Vape Shop Inventory & Promotions Forced to Change
The new restrictive rules have already impacted vape business operations statewide. Vapor Vault employee Sean Janosky shared his store rushed to markdown or discard perfectly lawful existing inventory featuring now-banned flavors or imagery.
“We had to put everything on deep discount, basically to what we paid for it,” Janosky explained. His store also quickly ceased all external marketing and in-store promotions contravening the updated regulations.
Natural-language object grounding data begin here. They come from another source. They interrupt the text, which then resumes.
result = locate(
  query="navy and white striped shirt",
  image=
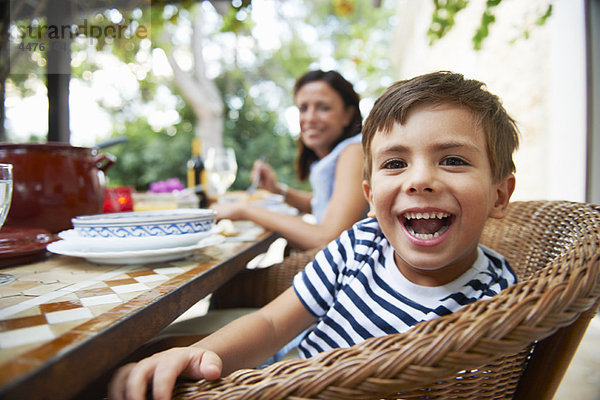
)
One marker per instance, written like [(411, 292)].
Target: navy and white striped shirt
[(356, 290)]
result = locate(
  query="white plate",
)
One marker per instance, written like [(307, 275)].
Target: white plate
[(134, 243), (67, 248)]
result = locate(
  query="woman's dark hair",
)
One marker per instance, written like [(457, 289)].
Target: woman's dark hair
[(351, 99)]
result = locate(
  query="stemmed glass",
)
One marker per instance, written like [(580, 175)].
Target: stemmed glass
[(5, 199), (221, 168)]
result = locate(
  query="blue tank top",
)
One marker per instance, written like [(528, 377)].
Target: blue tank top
[(322, 175)]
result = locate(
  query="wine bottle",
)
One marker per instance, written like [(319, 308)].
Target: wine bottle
[(196, 174)]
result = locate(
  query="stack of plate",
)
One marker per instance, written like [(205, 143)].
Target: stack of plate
[(139, 236)]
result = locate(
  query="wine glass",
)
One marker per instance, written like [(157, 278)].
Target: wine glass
[(5, 199), (221, 168)]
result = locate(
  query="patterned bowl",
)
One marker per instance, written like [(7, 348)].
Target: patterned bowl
[(179, 221)]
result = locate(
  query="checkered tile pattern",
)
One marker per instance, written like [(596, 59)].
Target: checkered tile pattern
[(41, 306)]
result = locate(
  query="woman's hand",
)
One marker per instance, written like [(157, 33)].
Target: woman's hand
[(131, 381)]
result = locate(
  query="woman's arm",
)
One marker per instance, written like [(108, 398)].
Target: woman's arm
[(346, 207), (245, 342)]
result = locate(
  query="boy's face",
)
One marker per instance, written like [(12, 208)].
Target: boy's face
[(431, 190)]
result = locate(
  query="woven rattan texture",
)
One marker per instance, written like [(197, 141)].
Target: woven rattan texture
[(479, 352)]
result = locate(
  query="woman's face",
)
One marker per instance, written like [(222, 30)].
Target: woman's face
[(323, 116)]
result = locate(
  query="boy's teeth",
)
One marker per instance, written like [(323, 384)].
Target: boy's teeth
[(425, 215), (426, 235)]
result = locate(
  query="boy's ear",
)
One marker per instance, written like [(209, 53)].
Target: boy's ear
[(369, 196), (504, 190)]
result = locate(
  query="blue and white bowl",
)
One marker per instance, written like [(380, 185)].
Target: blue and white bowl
[(138, 224)]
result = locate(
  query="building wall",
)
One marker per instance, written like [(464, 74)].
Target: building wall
[(541, 81)]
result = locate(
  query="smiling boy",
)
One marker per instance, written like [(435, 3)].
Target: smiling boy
[(438, 163)]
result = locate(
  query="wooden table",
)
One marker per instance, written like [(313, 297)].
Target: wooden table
[(65, 322)]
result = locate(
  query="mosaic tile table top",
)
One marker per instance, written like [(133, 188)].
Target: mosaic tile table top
[(56, 304)]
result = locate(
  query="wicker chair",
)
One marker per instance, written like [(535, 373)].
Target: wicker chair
[(515, 345)]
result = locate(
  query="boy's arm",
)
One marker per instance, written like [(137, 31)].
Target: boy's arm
[(244, 343)]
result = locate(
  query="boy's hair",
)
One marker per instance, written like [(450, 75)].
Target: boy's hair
[(394, 105)]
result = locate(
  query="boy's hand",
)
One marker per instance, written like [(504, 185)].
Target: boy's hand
[(131, 381)]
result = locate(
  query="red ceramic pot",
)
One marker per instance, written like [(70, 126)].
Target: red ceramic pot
[(53, 183)]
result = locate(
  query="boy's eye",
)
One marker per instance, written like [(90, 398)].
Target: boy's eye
[(394, 164), (454, 161)]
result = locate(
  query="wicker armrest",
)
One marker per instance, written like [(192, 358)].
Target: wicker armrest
[(478, 352)]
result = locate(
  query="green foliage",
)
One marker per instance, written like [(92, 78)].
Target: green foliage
[(149, 156), (443, 18), (444, 14)]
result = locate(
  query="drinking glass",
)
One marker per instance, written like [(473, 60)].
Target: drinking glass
[(5, 199), (221, 168), (5, 191)]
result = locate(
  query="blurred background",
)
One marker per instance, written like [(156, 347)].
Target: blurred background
[(149, 84)]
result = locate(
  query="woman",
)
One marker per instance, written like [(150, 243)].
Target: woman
[(329, 155)]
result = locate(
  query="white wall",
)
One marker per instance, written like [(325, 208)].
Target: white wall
[(541, 81)]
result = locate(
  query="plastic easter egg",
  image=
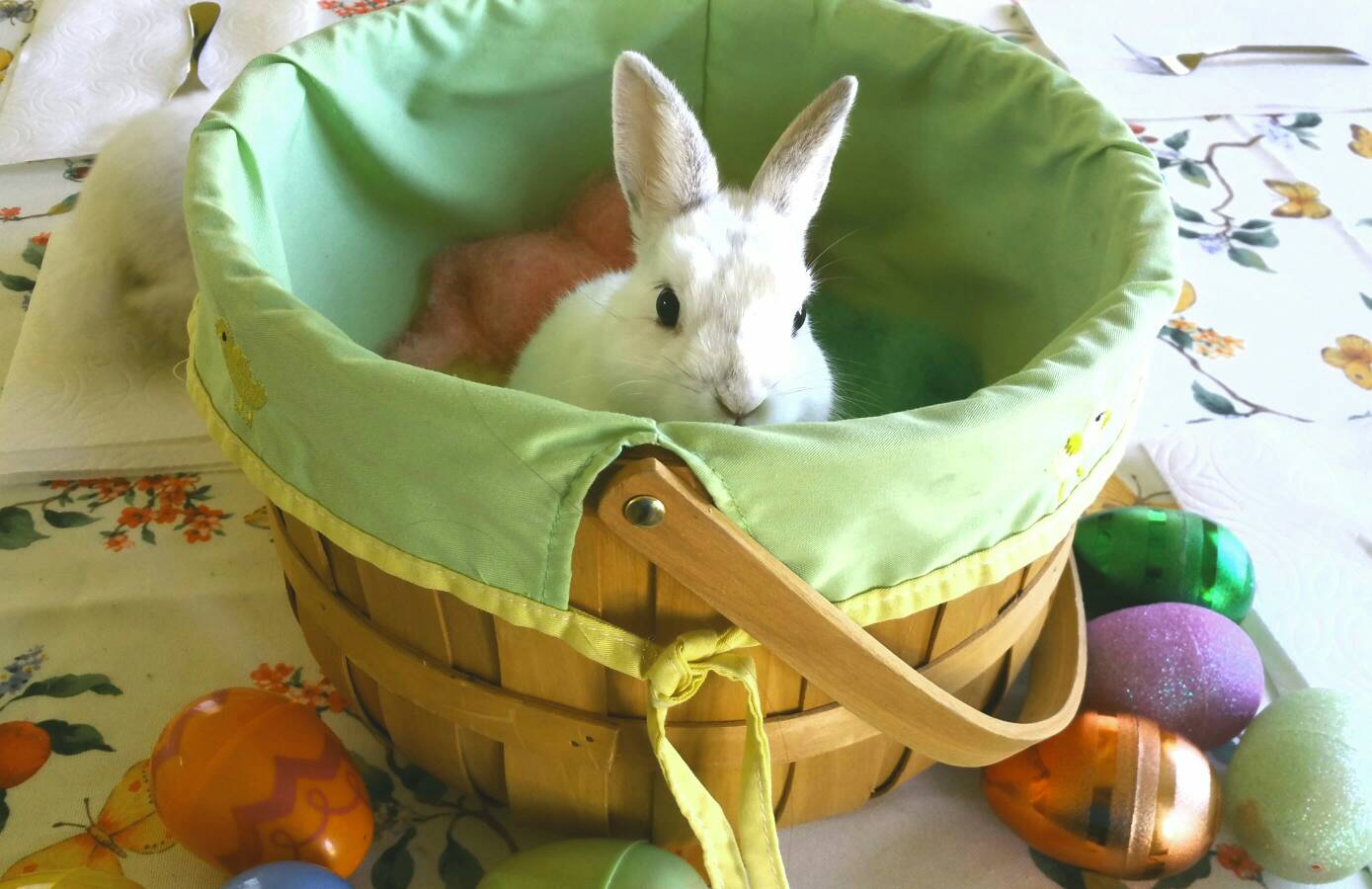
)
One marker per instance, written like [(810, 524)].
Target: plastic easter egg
[(1300, 786), (1140, 554), (286, 875), (243, 776), (593, 864), (1187, 669), (70, 878), (1114, 794)]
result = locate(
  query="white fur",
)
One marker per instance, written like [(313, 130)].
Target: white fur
[(736, 261), (130, 221)]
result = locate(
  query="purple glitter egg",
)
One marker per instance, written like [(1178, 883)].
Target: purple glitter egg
[(1188, 669)]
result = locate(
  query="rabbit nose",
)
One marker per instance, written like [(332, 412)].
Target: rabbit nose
[(737, 409)]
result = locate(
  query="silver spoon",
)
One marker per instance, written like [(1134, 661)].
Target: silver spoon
[(1183, 63), (203, 18)]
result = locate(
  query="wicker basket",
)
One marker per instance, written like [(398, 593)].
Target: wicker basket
[(468, 695)]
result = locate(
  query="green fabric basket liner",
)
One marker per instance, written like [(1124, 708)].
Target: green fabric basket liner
[(999, 261)]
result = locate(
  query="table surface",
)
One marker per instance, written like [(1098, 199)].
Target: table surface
[(147, 592)]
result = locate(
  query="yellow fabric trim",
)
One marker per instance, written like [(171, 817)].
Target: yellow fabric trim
[(752, 860), (995, 563), (606, 644)]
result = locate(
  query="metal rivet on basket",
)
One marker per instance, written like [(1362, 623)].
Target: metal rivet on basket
[(645, 512)]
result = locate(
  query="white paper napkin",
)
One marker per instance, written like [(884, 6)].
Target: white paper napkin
[(1083, 36), (91, 64), (88, 392), (1300, 497)]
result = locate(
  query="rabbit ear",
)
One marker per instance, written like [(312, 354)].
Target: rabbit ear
[(794, 175), (660, 155)]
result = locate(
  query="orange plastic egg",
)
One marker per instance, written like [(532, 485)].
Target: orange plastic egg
[(1114, 794), (243, 776)]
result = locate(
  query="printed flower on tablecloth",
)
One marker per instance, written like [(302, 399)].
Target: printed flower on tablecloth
[(357, 7), (1188, 336), (1361, 143), (201, 522), (147, 503), (1302, 201), (27, 747), (1234, 857), (289, 681), (1353, 355), (34, 254), (1195, 342)]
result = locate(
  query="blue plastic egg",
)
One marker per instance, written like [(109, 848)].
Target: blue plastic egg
[(286, 875)]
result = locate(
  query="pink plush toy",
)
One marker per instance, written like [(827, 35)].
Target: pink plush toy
[(489, 296)]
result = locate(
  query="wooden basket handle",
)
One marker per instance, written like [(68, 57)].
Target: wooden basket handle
[(755, 590)]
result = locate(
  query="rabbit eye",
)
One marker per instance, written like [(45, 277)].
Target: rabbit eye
[(669, 307)]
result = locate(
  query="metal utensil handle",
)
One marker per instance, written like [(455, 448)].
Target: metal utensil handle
[(203, 18), (1277, 49)]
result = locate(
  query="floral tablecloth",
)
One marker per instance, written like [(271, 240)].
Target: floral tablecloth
[(122, 599)]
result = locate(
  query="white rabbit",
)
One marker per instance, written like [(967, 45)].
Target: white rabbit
[(130, 222), (711, 323)]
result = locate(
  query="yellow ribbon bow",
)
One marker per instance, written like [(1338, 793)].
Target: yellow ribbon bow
[(754, 859)]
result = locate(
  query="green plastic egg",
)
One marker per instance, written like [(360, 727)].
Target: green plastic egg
[(593, 864), (1140, 554), (1300, 786)]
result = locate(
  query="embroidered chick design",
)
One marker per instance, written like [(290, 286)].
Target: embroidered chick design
[(1080, 447), (250, 392)]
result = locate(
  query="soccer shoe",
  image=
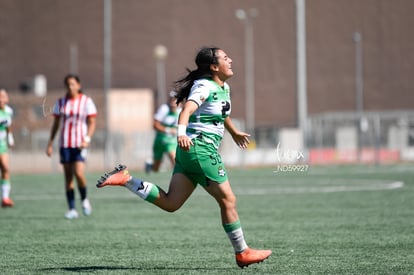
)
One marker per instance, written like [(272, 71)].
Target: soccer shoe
[(251, 256), (71, 214), (118, 176), (86, 207), (6, 202)]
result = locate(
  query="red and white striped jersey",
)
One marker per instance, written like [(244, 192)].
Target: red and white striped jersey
[(73, 113)]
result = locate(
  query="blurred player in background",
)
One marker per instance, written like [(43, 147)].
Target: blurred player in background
[(6, 141), (201, 125), (165, 125), (77, 114)]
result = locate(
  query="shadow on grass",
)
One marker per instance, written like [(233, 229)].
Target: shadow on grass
[(114, 268)]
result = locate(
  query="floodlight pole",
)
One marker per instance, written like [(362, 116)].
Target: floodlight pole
[(302, 110), (107, 78), (160, 54), (359, 92)]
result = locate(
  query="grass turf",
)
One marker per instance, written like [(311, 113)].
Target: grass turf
[(331, 220)]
Law Seen as Overreaching by Some Vape Shops
While appreciating intentions to protect children, Janosky believes applying such stringent marketing standards to exclusively adult-only vape stores is heavy-handed and unnecessary.
"We're a 21 and up establishment, children don't come in here unless they're with their parents," he points out regarding his niche vape shop demographic.
Janosky argues teens can’t even view store window displays or marketing. So further limiting lawful advertising inside an adults-only business misses the target. "They can't look through our windows gazing longingly at a strawberry, going I want to vape a strawberry. They're not going to do that."
Steep Penalties for Violations
Texas vape shops violating provisions of the new anti-marketing law face Class B misdemeanor charges. If convicted, owners risk substantial fines up to $2000 plus potential jail time not exceeding 6 months. These stiff legal penalties should compel industry compliance.